Adromeda Starcrest [District Three]
Aug 4, 2019 1:52:25 GMT -5
Post by WT on Aug 4, 2019 1:52:25 GMT -5
Adromeda Starcrest -- eighteen -- female -- District Three
You've never been able to protect Orion. You learned that when you were eleven, the same week you—all four of you—learned that the world can implode in a matter of days and parents are as flesh-and-bone fragile as anyone else. By then you and Orion were already long since inseparable, but those months you spent even more time than usual plastered together; neither of you ever said you were afraid to forget your mother, but you traded the same stories over and over, sometimes tripping over yourselves to finish each other's sentences. Death wasn't a bully you could threaten or a puzzle he could solve, but you could cry together and cradle memories between you until it became easier to coax laughter forward again.
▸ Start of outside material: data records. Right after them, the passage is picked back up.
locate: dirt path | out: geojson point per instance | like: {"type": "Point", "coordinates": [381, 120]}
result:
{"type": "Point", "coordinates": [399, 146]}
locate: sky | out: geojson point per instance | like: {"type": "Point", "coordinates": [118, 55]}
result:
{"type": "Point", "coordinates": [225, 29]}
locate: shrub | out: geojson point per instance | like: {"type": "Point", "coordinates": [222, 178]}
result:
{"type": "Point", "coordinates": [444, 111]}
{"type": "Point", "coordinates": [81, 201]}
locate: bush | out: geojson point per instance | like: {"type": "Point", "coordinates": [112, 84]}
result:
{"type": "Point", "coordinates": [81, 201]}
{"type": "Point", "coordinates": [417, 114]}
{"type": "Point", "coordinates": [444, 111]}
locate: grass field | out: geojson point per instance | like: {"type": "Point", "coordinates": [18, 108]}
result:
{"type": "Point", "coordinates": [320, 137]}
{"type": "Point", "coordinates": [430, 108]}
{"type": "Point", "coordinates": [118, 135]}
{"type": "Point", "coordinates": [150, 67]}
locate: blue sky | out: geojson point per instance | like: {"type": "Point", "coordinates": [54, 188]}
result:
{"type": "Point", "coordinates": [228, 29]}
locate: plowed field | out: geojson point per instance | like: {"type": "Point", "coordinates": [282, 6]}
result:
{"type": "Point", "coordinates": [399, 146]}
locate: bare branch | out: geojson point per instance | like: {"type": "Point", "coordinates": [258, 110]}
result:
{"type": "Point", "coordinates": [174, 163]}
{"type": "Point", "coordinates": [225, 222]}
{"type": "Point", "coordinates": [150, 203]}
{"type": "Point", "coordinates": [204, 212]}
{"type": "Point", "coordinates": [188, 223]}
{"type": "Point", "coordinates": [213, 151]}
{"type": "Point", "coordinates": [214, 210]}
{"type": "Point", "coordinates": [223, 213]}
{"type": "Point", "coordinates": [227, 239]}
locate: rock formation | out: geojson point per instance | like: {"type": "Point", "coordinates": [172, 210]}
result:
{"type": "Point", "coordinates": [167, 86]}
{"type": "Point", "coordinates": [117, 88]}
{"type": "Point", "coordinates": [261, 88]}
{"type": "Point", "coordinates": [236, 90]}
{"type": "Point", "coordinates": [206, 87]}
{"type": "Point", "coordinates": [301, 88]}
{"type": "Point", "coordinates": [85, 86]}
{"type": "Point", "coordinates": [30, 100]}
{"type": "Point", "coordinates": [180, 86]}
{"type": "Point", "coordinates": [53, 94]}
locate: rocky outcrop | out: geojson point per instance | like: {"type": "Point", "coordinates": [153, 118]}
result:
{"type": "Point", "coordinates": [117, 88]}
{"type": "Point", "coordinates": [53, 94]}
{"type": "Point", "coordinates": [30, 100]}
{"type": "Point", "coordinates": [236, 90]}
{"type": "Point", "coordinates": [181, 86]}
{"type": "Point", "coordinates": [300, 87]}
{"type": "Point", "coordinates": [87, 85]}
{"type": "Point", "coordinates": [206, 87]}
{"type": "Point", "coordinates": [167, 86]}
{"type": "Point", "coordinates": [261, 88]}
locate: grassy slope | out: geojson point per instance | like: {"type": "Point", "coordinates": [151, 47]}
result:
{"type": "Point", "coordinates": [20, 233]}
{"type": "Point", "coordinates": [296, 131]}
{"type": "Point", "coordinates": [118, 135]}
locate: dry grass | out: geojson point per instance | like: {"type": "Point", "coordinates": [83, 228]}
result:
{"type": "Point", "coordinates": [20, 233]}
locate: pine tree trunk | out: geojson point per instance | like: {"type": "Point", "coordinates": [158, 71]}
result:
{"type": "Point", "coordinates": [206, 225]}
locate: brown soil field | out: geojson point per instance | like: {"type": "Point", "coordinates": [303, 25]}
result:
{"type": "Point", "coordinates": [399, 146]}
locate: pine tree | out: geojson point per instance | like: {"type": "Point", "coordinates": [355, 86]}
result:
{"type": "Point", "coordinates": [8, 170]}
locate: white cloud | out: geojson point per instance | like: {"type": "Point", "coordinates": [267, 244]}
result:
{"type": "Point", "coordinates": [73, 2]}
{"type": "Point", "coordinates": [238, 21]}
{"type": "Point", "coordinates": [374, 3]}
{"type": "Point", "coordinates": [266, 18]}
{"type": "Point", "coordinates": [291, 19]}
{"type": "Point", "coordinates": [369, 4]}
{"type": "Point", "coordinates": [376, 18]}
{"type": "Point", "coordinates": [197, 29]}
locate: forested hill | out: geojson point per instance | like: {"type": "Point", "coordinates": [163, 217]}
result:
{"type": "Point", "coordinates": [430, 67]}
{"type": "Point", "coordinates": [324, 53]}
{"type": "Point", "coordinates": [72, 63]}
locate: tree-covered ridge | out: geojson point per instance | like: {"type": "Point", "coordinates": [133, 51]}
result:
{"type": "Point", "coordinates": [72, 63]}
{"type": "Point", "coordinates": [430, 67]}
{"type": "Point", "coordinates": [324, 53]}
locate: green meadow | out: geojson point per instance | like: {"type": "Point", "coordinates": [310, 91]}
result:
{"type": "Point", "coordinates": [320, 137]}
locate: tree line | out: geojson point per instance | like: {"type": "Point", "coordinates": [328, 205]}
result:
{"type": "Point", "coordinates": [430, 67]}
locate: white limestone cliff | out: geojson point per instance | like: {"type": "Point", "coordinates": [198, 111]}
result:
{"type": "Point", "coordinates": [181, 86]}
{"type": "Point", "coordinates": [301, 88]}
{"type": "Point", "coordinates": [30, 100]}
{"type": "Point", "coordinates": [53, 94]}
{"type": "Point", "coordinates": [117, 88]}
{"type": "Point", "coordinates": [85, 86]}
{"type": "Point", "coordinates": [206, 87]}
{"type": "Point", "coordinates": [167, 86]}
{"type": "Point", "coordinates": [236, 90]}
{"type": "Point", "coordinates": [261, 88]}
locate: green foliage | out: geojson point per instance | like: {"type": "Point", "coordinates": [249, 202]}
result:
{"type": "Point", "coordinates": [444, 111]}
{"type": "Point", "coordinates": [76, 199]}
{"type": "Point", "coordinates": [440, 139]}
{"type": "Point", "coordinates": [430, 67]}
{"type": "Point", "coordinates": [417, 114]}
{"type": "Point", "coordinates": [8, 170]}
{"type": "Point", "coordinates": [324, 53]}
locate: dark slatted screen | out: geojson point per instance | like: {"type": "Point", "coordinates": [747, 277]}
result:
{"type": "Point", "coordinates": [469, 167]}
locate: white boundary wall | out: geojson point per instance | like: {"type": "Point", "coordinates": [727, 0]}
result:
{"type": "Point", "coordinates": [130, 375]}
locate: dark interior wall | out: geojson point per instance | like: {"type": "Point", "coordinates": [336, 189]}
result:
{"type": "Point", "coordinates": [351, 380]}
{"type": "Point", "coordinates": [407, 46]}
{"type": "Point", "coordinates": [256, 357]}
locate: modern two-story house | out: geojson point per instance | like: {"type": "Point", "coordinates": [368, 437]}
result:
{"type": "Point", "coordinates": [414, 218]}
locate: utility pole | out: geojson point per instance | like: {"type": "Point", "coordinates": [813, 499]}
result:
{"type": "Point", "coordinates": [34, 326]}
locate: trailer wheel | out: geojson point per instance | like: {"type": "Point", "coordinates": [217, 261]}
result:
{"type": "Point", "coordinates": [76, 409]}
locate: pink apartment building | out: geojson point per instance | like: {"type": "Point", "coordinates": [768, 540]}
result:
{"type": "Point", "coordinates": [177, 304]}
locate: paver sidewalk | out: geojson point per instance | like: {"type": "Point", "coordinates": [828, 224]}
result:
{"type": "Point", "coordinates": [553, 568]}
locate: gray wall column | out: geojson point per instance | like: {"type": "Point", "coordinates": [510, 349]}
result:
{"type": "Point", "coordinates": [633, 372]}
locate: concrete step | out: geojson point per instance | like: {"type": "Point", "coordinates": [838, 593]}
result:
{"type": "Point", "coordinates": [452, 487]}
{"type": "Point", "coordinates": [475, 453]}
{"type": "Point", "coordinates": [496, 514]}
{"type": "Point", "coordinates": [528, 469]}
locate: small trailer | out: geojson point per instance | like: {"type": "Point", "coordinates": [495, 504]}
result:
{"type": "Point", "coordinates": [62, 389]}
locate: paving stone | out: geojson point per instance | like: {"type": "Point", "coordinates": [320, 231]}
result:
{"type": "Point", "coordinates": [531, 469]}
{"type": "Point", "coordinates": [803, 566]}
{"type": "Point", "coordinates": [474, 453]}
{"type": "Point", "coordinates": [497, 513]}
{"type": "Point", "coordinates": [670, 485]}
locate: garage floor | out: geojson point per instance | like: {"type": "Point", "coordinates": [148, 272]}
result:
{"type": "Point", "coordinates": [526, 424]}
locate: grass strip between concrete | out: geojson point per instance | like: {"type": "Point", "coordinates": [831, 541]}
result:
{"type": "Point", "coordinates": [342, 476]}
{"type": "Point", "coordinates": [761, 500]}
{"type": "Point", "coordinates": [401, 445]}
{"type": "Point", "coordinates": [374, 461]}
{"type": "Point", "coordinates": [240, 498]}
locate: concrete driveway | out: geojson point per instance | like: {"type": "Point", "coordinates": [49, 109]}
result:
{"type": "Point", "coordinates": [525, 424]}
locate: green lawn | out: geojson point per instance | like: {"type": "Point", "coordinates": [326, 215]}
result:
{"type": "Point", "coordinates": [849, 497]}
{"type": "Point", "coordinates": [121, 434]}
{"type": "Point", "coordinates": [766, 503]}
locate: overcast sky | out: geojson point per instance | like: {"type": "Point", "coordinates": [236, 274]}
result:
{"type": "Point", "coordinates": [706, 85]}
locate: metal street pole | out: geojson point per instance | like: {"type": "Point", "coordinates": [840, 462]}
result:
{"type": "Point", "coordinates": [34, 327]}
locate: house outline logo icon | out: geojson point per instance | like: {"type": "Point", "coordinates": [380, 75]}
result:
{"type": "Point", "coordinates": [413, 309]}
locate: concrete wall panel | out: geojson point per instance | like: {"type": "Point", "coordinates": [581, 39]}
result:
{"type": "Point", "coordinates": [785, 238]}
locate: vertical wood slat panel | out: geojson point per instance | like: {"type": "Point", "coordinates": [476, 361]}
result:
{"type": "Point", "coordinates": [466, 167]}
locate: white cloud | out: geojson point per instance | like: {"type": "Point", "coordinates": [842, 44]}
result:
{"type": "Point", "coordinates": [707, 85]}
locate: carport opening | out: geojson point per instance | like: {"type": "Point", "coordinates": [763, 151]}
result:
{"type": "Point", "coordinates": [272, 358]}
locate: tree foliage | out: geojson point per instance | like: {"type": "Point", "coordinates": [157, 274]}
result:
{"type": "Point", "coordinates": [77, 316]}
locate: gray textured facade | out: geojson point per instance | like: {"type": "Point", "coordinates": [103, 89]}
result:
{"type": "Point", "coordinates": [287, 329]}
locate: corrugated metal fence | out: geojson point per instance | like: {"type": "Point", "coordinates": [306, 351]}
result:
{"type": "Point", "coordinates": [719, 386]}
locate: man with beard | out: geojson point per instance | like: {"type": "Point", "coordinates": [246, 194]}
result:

That lesson—that there will always be things beyond your power to shield him from, but that you can always find ways to help him handle them himself; that perhaps, sometimes, that's the way things need to be anyway—has stuck with you through all the intervening years. Bluffing confidence furiously, you taught Orion what you knew about standing up to bullies, and did what you could to reassure him that he deserved to use it. At fifteen you couldn't earn enough to keep your little brothers from having to work, but after the first time Orion got hurt at the factory, you poured what remained of your free time into helping find parts for his inventions in the hopes that more practice with machines would help him keep himself safe. You bought him new journals when money was tight and he seemed hesitant to spend any on something frivolous, because even when it doesn't make life easier, happiness isn't frivolous.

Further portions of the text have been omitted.